Key Terms:
|
|
|
Bolshevik Revolution
- Spawned a tiny Communist party in America leading to the red scare.
red scare
- Period of anti-communism with raids led by General A. Mitchell Palmer that resulted in the deportation of people who were suspected of "subversive" activities.
criminal syndicalism laws
- Passed by many states during the red scare which outlawed the mere advocacy of violence to secure social change.
American plan
- Approach to defeating unionization by managers trying to strengthen their communication with workers and to offer benefits and insisted on "open shop" not "closed shop."
Ku Klux Klan
- An extremist, paramilitary, right-wing secret society that would terrorized former slaves and sympathetic whites throughout the south. The terror caused carpetbaggers to shun the polls.
Bible Belt
- Extending from North Carolina west to Oklahoma and Texas wher Protestant Fundamentalism thrived and where the Ku Klux Klan was spreading to.
Immigration Act of 1924
- Established quotas for immigration to the U.S. from 3% to 2% majorly cutting out New Immigrants.
Eighteenth Amendment
- Prohibited the production, sale, and transportation of alcohol and was implemented by the Volstead Act.
Volstead Act
- Enforced the Eighteenth Amendment prohibiting production, sale, and transportation of alcohol.
racketeers
- Got money illegally from fraud, bootlegging, gambling, or threats of violence. Many getting money from violating the Eighteenth Amendment and selling home made alcohol.
Fundamentalism
- Protestant Christian movement that supported the literal truth of the Bible opposing religious modernism.
Scientific Management
- Industrial management created and promoted by Fredrick W. Taylor that supported stopwatch efficiency to help with factory performance.
Fordism
- Assembly-line manufacturing and mass production created by Henry Ford.

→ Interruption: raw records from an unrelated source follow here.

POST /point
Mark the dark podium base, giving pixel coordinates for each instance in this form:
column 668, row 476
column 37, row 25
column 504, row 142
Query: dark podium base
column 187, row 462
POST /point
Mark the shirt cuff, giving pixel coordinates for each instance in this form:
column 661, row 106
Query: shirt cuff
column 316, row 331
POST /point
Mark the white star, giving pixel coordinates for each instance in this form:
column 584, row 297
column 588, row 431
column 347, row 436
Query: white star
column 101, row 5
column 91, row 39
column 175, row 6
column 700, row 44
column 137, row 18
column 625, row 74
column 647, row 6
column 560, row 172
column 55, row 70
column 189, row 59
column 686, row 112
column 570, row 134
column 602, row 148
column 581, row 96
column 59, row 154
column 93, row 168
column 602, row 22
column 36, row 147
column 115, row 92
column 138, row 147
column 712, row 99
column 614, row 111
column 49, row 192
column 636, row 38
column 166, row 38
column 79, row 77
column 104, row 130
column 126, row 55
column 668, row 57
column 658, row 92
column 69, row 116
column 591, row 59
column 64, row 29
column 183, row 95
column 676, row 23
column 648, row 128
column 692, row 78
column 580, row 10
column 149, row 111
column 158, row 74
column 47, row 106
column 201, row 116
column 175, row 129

United Negro Improvement Associations (UNIA)
- Black nationalist organization used to promote resettlement of African Americans to their "African homeland." New racial pride was growing in Harlem New York, location of the the Harlem Renaissance.
modernism
- Artistic and cultural movement that went against comfortable Victorian standards and wanted chance, change, contingency, uncertainty, and fragmentation. Religious modernism was opposed by Fundamentalism.
"Lost Generation"
- American artists and writers including Ernest Hemingway that found shelter and their inspiration from post-WWI Europe.
Harlem Renaissance
- Creative outpouring of African-American writers like Langston Hughes, jazz musicians, and social thinkers in Harlem, celebrating black culture and supported a "New Negro" in American social, political, and intellectual life.